While you can't make your kitchen automatically cook dinner (at least not yet), automating various home functions can help you have a more energy efficient and enjoyable home. Here are 6 of the many ways you can automate your home today.
1. Automated Deadbolt Locks
Z-wave is a wireless standard for home automation that allows Z-wave-enabled devices to be controlled remotely or automatically. Z-wave-compatible controllers can control many home devices, but one increasingly popular function is pairing Z-wave with deadbolt locks that can be opened manually or automatically.
Schlage, Kwikset and Black & Decker all make Z-wave-ready deadbolts with keypads for passcode entry, allowing you to program specific codes for regular workers in your home. You can also set those codes for certain times of the day, or can even set it up to email you when certain events occur, such as when your housekeeper arrives.
2. Automatic Thermostat Control with a Smart Thermostat Computer
Nest is a programmable thermostat that “learns” from your living habits so you can optimize home comfort for maximum enjoyment while minimizing utility costs. Nest looks like a wall thermostat, and allows you to control the temperature of your home from an internet- or 3G-connected device.
Nest can adjust thermostat settings remotely, and it can even tell you how long it will take to get the temperature where you want it. Imagine your home thermostat "knowing" to kick on the AC half an hour before you get home from work so that it's nice and cool when you arrive!
3. An Automated Living Room Entertainment Hub
With this new technology, a computer can be used as a media center to automate entertainment downloads and place them in folders on your computer so they can be shared via Wi-Fi with your television. Once you set it up, your media is downloaded and automatically delivered to your media center computer. About.com has some great tips about making your home entertainment system "smart" using an ordinary desktop or laptop computer. Getting it all integrated can take some time, but once it's done, you basically don't have to do anything else except be entertained.
4. Monitored Utility Usage
Knowing when and how you're using power is the first step to managing your utility bills. A device called the eMonitor can be installed in your circuit breaker panel to monitor electricity usage. With your home's Wi-Fi router, data is sent to a remote analytics engine, which in turn sends you information on where you may be wasting electricity and money.

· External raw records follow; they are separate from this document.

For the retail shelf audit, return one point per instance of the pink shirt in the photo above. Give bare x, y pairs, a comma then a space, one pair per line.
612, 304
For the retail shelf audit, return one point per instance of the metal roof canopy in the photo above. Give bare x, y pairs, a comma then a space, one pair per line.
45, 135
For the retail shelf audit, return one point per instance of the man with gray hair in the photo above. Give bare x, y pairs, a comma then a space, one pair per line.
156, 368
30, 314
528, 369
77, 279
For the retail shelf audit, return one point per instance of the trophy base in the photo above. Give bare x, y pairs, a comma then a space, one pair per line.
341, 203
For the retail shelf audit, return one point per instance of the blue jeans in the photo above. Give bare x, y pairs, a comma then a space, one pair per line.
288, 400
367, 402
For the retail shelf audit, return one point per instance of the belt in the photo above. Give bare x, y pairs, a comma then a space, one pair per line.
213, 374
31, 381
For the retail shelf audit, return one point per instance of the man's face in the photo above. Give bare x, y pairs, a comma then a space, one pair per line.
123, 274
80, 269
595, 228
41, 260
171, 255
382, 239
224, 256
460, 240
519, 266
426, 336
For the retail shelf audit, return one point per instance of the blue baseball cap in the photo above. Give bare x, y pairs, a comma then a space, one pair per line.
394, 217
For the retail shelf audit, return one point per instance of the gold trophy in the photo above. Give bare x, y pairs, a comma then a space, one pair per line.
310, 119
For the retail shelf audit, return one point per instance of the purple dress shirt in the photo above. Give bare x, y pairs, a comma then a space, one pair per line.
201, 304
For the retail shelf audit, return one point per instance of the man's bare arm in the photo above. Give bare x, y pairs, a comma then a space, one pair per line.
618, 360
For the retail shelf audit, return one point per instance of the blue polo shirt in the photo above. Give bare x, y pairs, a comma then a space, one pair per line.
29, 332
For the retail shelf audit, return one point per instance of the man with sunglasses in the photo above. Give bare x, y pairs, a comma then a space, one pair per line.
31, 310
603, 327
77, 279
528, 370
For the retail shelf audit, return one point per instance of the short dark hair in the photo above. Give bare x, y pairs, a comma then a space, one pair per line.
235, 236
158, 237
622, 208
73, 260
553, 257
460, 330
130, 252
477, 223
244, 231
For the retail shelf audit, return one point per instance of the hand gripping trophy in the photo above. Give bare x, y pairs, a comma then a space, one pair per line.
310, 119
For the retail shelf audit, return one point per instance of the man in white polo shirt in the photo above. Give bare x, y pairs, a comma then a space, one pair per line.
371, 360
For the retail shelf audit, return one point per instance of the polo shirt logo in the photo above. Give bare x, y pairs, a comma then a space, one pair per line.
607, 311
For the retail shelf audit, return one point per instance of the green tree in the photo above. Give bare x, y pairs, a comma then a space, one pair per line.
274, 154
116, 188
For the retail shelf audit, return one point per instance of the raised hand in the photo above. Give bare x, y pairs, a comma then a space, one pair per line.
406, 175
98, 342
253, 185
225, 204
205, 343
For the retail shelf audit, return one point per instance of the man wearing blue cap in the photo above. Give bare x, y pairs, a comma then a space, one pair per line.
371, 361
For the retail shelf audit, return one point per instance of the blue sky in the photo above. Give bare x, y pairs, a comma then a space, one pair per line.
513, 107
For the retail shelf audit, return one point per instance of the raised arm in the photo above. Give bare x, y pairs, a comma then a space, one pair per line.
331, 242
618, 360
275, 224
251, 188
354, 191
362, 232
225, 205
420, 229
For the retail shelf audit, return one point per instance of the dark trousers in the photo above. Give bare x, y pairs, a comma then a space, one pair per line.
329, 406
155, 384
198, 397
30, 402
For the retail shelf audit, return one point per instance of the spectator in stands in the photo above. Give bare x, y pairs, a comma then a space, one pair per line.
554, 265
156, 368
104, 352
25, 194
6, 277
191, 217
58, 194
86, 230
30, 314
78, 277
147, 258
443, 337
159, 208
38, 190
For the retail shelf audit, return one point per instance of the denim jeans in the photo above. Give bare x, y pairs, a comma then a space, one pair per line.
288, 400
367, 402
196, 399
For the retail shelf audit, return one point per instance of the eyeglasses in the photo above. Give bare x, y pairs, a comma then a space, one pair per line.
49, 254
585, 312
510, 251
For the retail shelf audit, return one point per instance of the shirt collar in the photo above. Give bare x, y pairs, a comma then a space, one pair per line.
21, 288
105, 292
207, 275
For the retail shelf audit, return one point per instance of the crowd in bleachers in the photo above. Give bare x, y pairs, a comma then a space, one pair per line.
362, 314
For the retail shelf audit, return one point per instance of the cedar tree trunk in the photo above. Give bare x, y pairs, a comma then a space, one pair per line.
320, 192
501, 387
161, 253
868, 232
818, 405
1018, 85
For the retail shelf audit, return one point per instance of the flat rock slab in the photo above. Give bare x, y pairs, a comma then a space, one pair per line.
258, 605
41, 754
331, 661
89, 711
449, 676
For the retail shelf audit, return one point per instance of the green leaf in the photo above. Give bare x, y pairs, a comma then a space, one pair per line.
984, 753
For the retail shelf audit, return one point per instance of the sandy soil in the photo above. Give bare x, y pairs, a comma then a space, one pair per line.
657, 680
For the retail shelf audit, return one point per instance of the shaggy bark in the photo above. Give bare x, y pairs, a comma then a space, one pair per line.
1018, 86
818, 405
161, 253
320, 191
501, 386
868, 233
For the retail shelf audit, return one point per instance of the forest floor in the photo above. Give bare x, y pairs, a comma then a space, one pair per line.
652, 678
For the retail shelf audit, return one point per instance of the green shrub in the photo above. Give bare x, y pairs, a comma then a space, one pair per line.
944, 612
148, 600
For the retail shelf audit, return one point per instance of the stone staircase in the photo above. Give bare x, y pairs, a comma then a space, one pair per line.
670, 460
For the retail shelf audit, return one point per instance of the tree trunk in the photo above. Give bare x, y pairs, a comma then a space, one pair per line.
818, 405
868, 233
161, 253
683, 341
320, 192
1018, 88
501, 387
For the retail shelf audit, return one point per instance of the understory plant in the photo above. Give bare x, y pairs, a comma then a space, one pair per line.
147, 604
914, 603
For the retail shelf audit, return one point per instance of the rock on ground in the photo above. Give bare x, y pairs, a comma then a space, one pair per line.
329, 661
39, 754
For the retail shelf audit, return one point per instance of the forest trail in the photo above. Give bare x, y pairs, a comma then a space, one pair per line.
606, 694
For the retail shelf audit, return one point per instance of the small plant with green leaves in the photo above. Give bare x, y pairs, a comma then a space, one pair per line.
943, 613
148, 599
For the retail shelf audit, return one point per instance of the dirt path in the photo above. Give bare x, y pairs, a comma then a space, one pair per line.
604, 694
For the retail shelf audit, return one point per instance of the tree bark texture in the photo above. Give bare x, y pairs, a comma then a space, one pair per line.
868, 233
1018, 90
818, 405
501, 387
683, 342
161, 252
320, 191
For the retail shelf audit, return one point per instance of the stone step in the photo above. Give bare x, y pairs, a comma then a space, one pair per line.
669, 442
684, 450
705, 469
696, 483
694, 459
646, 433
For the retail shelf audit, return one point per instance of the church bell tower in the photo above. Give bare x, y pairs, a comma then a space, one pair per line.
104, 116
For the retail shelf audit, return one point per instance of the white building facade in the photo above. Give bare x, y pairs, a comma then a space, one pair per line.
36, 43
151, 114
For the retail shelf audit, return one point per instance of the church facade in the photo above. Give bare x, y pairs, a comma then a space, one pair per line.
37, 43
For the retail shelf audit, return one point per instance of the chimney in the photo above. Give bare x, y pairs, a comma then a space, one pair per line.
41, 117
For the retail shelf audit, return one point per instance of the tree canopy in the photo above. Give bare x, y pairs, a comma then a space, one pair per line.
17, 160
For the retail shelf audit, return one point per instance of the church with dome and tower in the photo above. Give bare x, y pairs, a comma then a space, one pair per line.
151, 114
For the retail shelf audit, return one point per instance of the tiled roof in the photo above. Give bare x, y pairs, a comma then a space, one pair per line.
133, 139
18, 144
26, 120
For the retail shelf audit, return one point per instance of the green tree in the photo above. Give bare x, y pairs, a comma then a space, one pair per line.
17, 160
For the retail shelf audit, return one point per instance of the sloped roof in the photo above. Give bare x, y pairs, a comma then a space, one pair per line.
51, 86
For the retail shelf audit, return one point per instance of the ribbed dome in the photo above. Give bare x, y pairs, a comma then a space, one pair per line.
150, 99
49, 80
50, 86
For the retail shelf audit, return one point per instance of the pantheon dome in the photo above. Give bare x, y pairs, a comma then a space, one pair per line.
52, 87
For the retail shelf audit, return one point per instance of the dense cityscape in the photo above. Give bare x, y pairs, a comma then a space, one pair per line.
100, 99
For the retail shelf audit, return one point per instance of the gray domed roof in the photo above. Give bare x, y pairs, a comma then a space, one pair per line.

An eMonitor subscription includes internet- and 3G-access to the system, as well as utility data hosting and backup. Proactive monitoring and analysis help you learn how your home uses electricity and identifies areas in which potential savings might be found. It even lets you know if an appliance is drawing more power than it should and can alert you if, for example, you left your stove on. If you terminate your eMonitor subscription, you'll lose your online dashboard, analytics and alerts; however, you can still access your electricity data.
5. Remotely Controlled Lights and Appliances
Automating home lighting is good for your home's security, and now there is a relatively inexpensive gadget called a WeMo, by Belkin, to help you. With a WeMo, you can program lamps (or other devices, such as coffee makers) to run on a schedule. Beyond that, you can remotely control lights from anywhere you have a data connection. If you choose the WeMo bundle that includes a motion sensor, you can create rules for turning lights off, on, or turning some off and others on when movement is detected. Pair WeMo with an online service called IFTTT (which stands for “If This, Then That”) and you gain the ability to control switches through Twitter, or do things such as turning on a heater when the temperature drops.
6. Automated Home Security
Monitored home security systems aren't exactly new, but they continue to grow in popularity due to their effectiveness. Homes without security systems are two times more likely to suffer a break-in than homes that have them, according to a Temple University study.*
Monitored home security systems are moving into the mainstream as the technology matures and homeowners demand easy access to information about their home while they're away. With a monitored home security system in place, homeowners can feel confident their home will be secure while they're at work or on vacation, and they can even use remote monitoring tools to arm and disarm the system or check up on their homes themselves.
Home automation isn't something people can only dream about. Many ordinary homeowners are automating functions around the house right now. Not only is home automation convenient, it can help you keep your home more secure and save on energy costs.
*Burglar Alarms and the Choice Behavior of Burglars: A Suburban Phenomenon; 1993; George F. Rengert; Department of Criminal Justice, Temple University.